Our city is trying to increase motorcycle awareness. This is on television here locally and was produced in Jonesboro, Arkansas made with local bikers after my brother, George Blevins, was killed July 25 this year. It is a very powerful and moving commercial.
We have erected many traffic signs around the city with a clipart image of a bike saying "Look Twice, Save a Life." We also sell T-shirts with the "Look Twice" logo in bright green.
It's a great program, but we are still losing the war to cell phone users and other idiots on the road.
Andy, my feelings exactly. Seems that the AMA would pick this up and carry it forward. I wish that all that are indifferent, or worse, antagonistic, wouel realize that all they kill by carelessness are someone's loved one, Son, Daughter, Wive, Husband, Grand Pa, Grand Ma, Fiancee, Father, Mother, Doctor, Boss, Worker, Minister, Provider, or in other words, human.
Some years back, a very large woman in a Buick apparently became infuriated with me when I accelerated onto the freeway from an on ramp, filling a slot that she had apparently felt was hers from a far lane. I had not seen her until I was going down the highway and then noticed her glares, as she paced me. Then the traffic of the various lanes ebbed and flowed, and I forgot about the Buick.

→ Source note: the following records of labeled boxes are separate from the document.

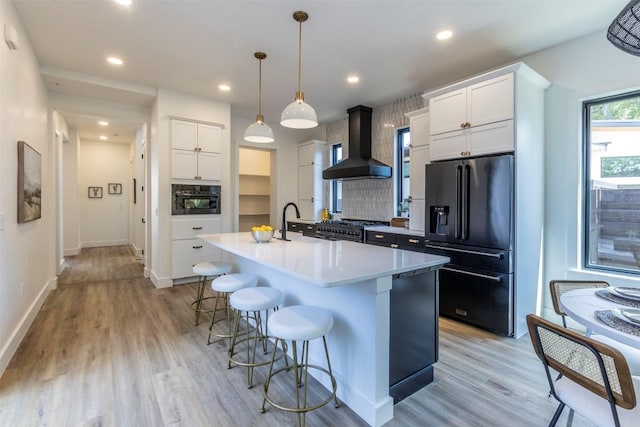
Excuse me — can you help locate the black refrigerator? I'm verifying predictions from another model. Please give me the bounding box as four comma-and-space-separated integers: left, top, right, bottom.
425, 154, 515, 336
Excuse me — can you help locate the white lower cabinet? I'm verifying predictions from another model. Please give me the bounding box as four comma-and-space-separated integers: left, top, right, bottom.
171, 217, 221, 279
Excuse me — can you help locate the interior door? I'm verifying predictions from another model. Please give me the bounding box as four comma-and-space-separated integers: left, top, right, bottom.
462, 155, 513, 249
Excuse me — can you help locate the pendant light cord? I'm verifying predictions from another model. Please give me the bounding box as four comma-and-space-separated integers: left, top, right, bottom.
298, 21, 302, 96
258, 59, 262, 117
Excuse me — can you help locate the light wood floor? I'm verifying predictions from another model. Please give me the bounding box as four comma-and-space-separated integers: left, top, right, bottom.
0, 247, 590, 427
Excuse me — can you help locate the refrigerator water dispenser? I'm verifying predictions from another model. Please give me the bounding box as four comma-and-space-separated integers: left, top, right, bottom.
429, 205, 449, 234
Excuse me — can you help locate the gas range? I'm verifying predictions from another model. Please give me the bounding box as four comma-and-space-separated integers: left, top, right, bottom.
314, 219, 389, 243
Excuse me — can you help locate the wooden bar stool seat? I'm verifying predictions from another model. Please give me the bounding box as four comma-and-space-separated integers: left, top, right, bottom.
228, 287, 285, 388
191, 262, 232, 326
207, 273, 258, 344
260, 305, 338, 426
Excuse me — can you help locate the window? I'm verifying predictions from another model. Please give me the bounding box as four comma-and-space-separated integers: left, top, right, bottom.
331, 144, 342, 213
396, 128, 411, 217
583, 92, 640, 274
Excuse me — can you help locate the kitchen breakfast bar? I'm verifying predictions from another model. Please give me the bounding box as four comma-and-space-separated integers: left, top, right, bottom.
198, 233, 449, 426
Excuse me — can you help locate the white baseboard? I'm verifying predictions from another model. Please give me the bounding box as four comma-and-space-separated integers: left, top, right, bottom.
82, 240, 130, 248
64, 245, 82, 256
0, 277, 52, 376
151, 270, 173, 288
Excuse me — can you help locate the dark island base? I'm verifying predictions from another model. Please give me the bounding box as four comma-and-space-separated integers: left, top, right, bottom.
389, 365, 433, 405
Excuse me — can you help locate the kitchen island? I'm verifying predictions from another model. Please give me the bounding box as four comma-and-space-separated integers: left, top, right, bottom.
199, 233, 449, 426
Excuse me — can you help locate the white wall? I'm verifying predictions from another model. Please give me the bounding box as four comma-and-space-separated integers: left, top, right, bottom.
78, 141, 132, 248
231, 117, 326, 230
0, 1, 56, 374
62, 129, 81, 256
522, 31, 640, 318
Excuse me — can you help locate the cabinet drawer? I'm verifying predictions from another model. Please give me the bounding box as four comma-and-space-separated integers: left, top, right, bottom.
396, 234, 424, 252
171, 218, 221, 240
366, 230, 396, 246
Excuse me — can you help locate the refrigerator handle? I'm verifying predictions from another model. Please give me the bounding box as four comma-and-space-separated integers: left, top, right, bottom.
460, 165, 470, 240
453, 165, 462, 239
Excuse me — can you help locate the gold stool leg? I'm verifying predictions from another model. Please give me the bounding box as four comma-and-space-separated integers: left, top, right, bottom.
207, 292, 224, 345
195, 276, 207, 326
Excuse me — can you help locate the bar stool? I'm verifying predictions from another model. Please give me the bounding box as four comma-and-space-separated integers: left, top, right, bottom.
191, 262, 232, 326
228, 287, 286, 388
260, 305, 338, 427
207, 273, 258, 345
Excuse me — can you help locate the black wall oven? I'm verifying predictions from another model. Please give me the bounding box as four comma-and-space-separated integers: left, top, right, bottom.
171, 184, 220, 215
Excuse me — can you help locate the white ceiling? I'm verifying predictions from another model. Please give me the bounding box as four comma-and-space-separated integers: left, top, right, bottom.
13, 0, 627, 144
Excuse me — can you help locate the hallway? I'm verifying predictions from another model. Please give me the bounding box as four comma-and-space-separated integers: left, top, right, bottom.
0, 246, 590, 427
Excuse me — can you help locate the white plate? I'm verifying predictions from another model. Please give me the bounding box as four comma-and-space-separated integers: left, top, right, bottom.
611, 308, 640, 326
620, 308, 640, 325
611, 287, 640, 300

When I later exited, she came from behind two or three cars on the shoulder and forced me into the left curb so she could squeeze by, which really startled me. I had forgotten the earlier glaring. She would have hit me if I had not moved to the curb.
She raced ahead but a block or so later got caught at a red light which I came ambling up to, in the lane to her left.
She stared ahead and was actually hyperventilating as her chest heaved and her grip on the steering wheel was flexing the wheel. I watched from well behind to see where she pulled off in case there was a later altercation. I do not know if I ever had seen her before or what the provocation was, unless it was simply just me being on a motorcycle, which she obviously would never fit on.
It is nice to forget these things as not normal. It does increase the reason to be cautious of unusual actions by drivers, however.
Statistics are beginning to show that drivers do in fact "see" bikes, assuming reasonable vision and no obstructions or other impairments.
The statement made by many that they “did not see the motorcycle“ is being closely examined and early data suggests this is not necessarily accurate. In most cases, the motorist did see the bike but failed to "perceive" it and take reasonable action to prevent an accident.
The theory being advanced may also help to explain why motorists routinely collide with other cars, trucks, emergency vehicles with lights and sirens, as well as trains, buildings, and other objects. It should also help motorcyclists understand why, after taking measures to increase their own visibility, are still being hit.
I'm aware of an individual that's currently assembling this data and plans on testifying before Congress on this very point.
But don’t stop what you’re doing to maximize your presence on the road...do understand that it may not be sufficient to completely protect you.
We are talking in the vernacular here. Substitue the word see with notice and I think we have agreement.
However, it is in part conditioned, in my opinion. The more ominous an object on a collioion course, the more it will likely be noticed.
A car is a blob stitting on two posts to the subconcious mind. A truck is a big blob sitting on two big thick posts. Being hit with it carries a much bigger fear factor.
A motorcycle is a small blob sitting on a single small post and might also be a palm tree to the inattentive mind.
Outboard lights tend to give the blob substance.
Pulling a trailer or riding a trike has the blob a little bigger and it is sitting on three posts which is not an everyday sight and will cause some movement toward conciousness.
A motorcycle with a single headlight is not seen by the OTL brain as a vehicle and its approach is more difficult to detect because of fhe way our stereroptican vision works.
The pain associated with being hit by a truck wakes the OTL brain by association. A vigorous campaign with heavy (painful) punishment will start to waken the OTL brain, much in the way the sight of a scorpion does over a leaf on the floor.
Without collective effort, this is likely going to be hard to win, as the judges sense a smaller voting public as do the other politicians, in the portion that ride versus drive.
AMA resources effecting a few big wins in liability lawsuits in negligent driving deaths of motorcylists that strike some fear in the average indifferent driving public will be very helpful. Continued back page clippings indicating that it was alright to kill a biker because he was hard to see will promote even more indifference.
I came upon a biker down with his leg bones sticking out through his jeans and the woman that pulled out and hit him was being comforted by several bystanders while the biker writhed in pain laying in the street, alone, beside his Yamaha utilliity bike with its lights still burning. It was enough to make anyone sick and me very angry. I stood helplessly by the biker waiting for the ambulance and police. A bicyclist said that the biker was the only vehicle in the three lanes eastbound, totally visible.
She hit him with her front bumper which was dislocated from her car by the impact.